Tide turns on age profile of Irish farmers
The tide is beginning to turn with regards to the age profile of Irish farmers, according to the Minister for Agriculture, Food and the Marine, Michael Creed.
Minister Creed was speaking at the launch of the results from Macra na Feirme’s Land Mobility Service pilot programme today.
“The latest client data from my Department does suggest that, finally, we have more farmers under the age of 35 than over the age of 80.
“That may sound, in a sense, like a hapless statement of ambition. But it is a reality that we have grappled with for a long, long time.
Hopefully we are beginning to turn the tide in respect of the age profile in farming.
The issue of inter-generational transfers – and how to assist and support them – is a critical aspect of the current CAP reform consultancy proposals, Minister Creed said.
“In truth, many farmers don’t want to retire fully, and I understand and respect that wish. What we need are arrangements that work for both the older farmer and the new generation.

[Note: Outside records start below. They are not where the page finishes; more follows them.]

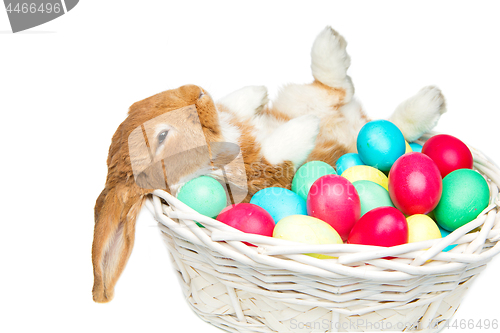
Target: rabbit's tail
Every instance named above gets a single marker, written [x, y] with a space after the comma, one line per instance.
[116, 211]
[330, 61]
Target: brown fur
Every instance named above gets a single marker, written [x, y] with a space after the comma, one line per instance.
[122, 198]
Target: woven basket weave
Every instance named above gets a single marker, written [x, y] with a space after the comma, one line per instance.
[275, 288]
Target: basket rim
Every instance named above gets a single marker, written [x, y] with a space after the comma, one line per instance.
[412, 258]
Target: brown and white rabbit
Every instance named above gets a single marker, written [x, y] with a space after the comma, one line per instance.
[316, 121]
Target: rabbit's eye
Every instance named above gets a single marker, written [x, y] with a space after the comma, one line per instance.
[162, 136]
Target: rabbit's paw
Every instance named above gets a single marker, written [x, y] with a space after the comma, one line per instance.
[329, 58]
[246, 102]
[420, 113]
[292, 141]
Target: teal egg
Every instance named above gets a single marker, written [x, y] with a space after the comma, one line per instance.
[465, 195]
[307, 174]
[372, 195]
[445, 233]
[280, 202]
[205, 195]
[346, 161]
[380, 143]
[415, 147]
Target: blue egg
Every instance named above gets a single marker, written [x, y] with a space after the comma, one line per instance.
[380, 143]
[346, 161]
[445, 233]
[415, 147]
[280, 202]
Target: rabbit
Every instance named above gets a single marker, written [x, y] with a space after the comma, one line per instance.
[315, 121]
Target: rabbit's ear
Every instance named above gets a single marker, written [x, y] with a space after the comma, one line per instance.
[116, 211]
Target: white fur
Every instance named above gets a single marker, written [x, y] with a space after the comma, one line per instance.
[419, 113]
[346, 131]
[230, 132]
[330, 61]
[265, 126]
[292, 141]
[246, 102]
[299, 99]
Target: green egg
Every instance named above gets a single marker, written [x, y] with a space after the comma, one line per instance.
[307, 174]
[372, 195]
[465, 195]
[205, 195]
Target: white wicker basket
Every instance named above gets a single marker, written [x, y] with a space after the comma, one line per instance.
[275, 288]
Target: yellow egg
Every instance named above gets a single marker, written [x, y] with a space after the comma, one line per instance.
[365, 172]
[307, 229]
[408, 148]
[422, 227]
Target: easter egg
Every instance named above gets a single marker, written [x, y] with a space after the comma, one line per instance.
[407, 147]
[365, 172]
[415, 184]
[380, 143]
[334, 199]
[445, 233]
[383, 226]
[248, 218]
[307, 174]
[415, 147]
[307, 229]
[346, 161]
[449, 153]
[371, 195]
[279, 202]
[421, 228]
[204, 194]
[465, 195]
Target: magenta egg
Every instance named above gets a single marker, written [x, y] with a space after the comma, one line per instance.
[415, 184]
[334, 199]
[449, 153]
[382, 226]
[248, 218]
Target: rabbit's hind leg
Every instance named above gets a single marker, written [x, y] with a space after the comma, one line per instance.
[246, 102]
[293, 141]
[330, 61]
[419, 113]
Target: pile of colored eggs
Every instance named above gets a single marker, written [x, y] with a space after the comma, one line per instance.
[383, 195]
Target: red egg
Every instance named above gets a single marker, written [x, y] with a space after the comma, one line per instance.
[415, 184]
[248, 218]
[334, 199]
[382, 226]
[449, 153]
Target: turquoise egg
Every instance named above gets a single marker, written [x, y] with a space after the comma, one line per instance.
[307, 174]
[346, 161]
[279, 202]
[445, 233]
[380, 143]
[415, 147]
[205, 195]
[372, 195]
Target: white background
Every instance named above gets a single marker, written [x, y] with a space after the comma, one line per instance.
[65, 86]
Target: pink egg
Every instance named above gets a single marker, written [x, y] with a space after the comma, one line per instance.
[382, 226]
[334, 199]
[248, 218]
[449, 153]
[415, 184]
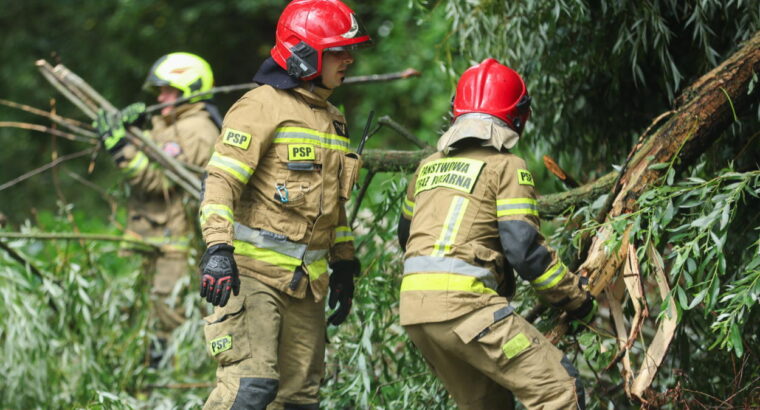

“I think it is important to reflect the fact that most farms are family businesses, where the skills and talents of all family members, particularly farm women, can contribute to building viable farm businesses in the future,” he added.
Facilitating inter-generational change and land mobility, to allow for productive use of Irish farmland in terms of economic, environmental and social sustainability, is a key priority for Minister Creed.
“During the last CAP reform, the Irish presidency insisted on supports for young, trained farmers being prioritised in the CAP budget.
“As a result, we have a Young Farmers Scheme, as part of the Basic Payment Scheme, and general supports and top-ups for young, trained farmers under our Rural Development Programme.
My Department has worked hard to provide support and encouragement for collaborative farming arrangements – both family and non-family types.
“For example, the establishment of a register of formal farm partnerships, with supports for the establishment costs of partnerships available under the collaborative farming scheme in the Rural Development Programme,” he said.
Perceived administrative barriers to putting farms in the joint name of a husband and wife have also been addressed, Minister Creed added.
Tax changes over the last three budgets, Minister Creed said, have provided a comprehensive set of supports to encourage early farm transfers, long-term leasing and farm partnerships.
“Tax treatment of agricultural assets means that the family farm can be transferred onto younger generations without any tax liability arising in most cases.
Generous incentives apply to encourage farm land to be leased out in long-term lease arrangements, rather than the conacre system, allowing for proper planning and investment in leased land.
“The Succession Farm Partnership Scheme will promote the inter-generational succession of family farms in line with Government commitments and the Food Wise 2025 Strategy.
“It will encourage and support important conversations within farm families about succession planning. This then provides for a €25,000 tax credit over five years to assist with the transfer of farms within a partnership structure,” he said.
A whole host of arrangements are currently being finalised within the Department and Minister Creed confirmed that he will launch the succession farm partnership register in the near future.
“As a result of these efforts, we are starting to see more young people taking over farms – whether it be through farm transfers, family and non-family partnership arrangements or other collaborative arrangements,” he said.